LONDON (Reuters) - Rupert Murdoch and his son James will be in the firing line on Tuesday when a parliamentary committee issues its verdict on a phone-hacking scandal that has convulsed the family media empire and undermined the British government.
Committee members have said they were obstructed and put under surveillance by Murdoch's News Corp during their five-year investigation into the illegal hacking of the phones of celebrities, murder victims, politicians and soldiers for salacious newspaper stories.
Their report could force James Murdoch to sever his last ties with Britain's biggest satellite TV firm BSkyB, which News Corp had sought to take over before the scandal broke.
It will also embarrass Prime Minister David Cameron, who has acknowledged that politicians had been in thrall to the Murdochs and whose Conservative Party faces local elections across much of Britain on Thursday.
The committee is likely to criticise James Murdoch for failing to get to the bottom of the scandal, and Rupert Murdoch for the wider culture at the company, a source familiar with the situation told Reuters, adding that Conservative members on the committee were reluctant to criticise James Murdoch any further.
Media regulator Ofcom will take the report's findings into consideration in its assessment of whether BSkyB's owners and directors are "fit and proper" persons to hold a broadcast licence.
James Murdoch recently stepped down as chairman but remains on the board of BSkyB, which is 39 percent owned by News Corp.
"We'll all be looking at the wording in terms of the fit and proper test," said Charlie Beckett, founding director of the Polis journalism and society think-tank at the London School of Economics.
"If it says there was a systematic lack of due diligence at News International or News Corp, that might impinge on future fit and proper tests for Ofcom."
Cameron was summoned to parliament on Monday to explain why he would not investigate emails revealing that a ministerial aide had assured News Corp its bid for BSkyB would be approved.
He insisted there was no need to refer the case to his independent adviser on ministerial conduct, noting the emails had been handed to a separate judicial inquiry into press ethics, but did concede that politicians had been too keen to please the media.
"I am perfectly prepared to admit that the relationship between politicians and media proprietors got too close," he said during a rowdy debate, blaming politicians of both main parties for the failing.
The scandal over phone hacking has laid bare collusion between ministers, police and News Corp, strengthening long-held concerns that the ties between big money, the media and power are too close in Britain.
PARLIAMENT MISLED
Committee Chairman John Whittingdale opened the hearing with James and Rupert Murdoch last year by saying his committee had found it inconceivable that only one reporter at their News of the World Sunday tabloid had been involved in the hacking scandal.

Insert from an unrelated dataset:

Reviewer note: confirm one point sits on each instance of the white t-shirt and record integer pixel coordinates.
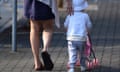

"In the last few weeks, not only has evidence emerged that I think has vindicated the Committee's conclusion, but abuses have been revealed that have angered and shocked the entire country," he said. "It is also clear that Parliament has been misled."
Audiences around the world witnessed the 81-year-old Rupert Murdoch - whose newspapers claimed the power to make or break British politicians - saying it was the most humble day of his life and saw him hit with a foam pie at the height of the scandal last July.
He answered many of the questions in monosyllables, sometimes flummoxing the committee members, while James Murdoch infuriated them at times with lengthy management-speak.
The committee is expected to say James Murdoch was incompetent at best for asking few questions about a payoff he approved of more than half a million pounds to a hacking victim who had evidence the practice was widespread.
Its report, which may run to 100 pages, is also expected to criticise Rupert Murdoch, chief executive of News Corp, for allowing a culture of illegality to flourish. Murdoch shut the News of the World last year.
Les Hinton, former head of News Corp's British newspaper arm, Tom Crone, a legal executive at the News of the World, and the paper's former editor, Colin Myler, will also come under the spotlight, the source said.
James Murdoch resigned last month as chairman of BSkyB, saying he did not want to be a "lightning rod" for damage from the phone-hacking scandal.
He admitted last week he had raised the issue of the takeover with Cameron at a Christmas dinner in 2010.
The committee will present its report to parliament, which is likely to hold a debate on its findings, and the government then has 60 days to respond.
A previous critical report by the committee came before last July's revelation that people working for the News of the World had hacked into the voicemail of murdered schoolgirl Milly Dowler, which fuelled public anger and led to more revelations.
Relations between News Corp and Cameron, who once employed an ex-News of the World editor as his spokesman, will face more scrutiny in the coming months when Rebekah Brooks, a former Murdoch confidante and News Corp executive, reveals her text messages and emails with Cameron, a neighbour and former friend, as part of a separate judicial press inquiry.
As the committee has to be careful not to prejudice any criminal trials of figures involved in the scandal, it has focused more on the Murdochs and others who have not been arrested.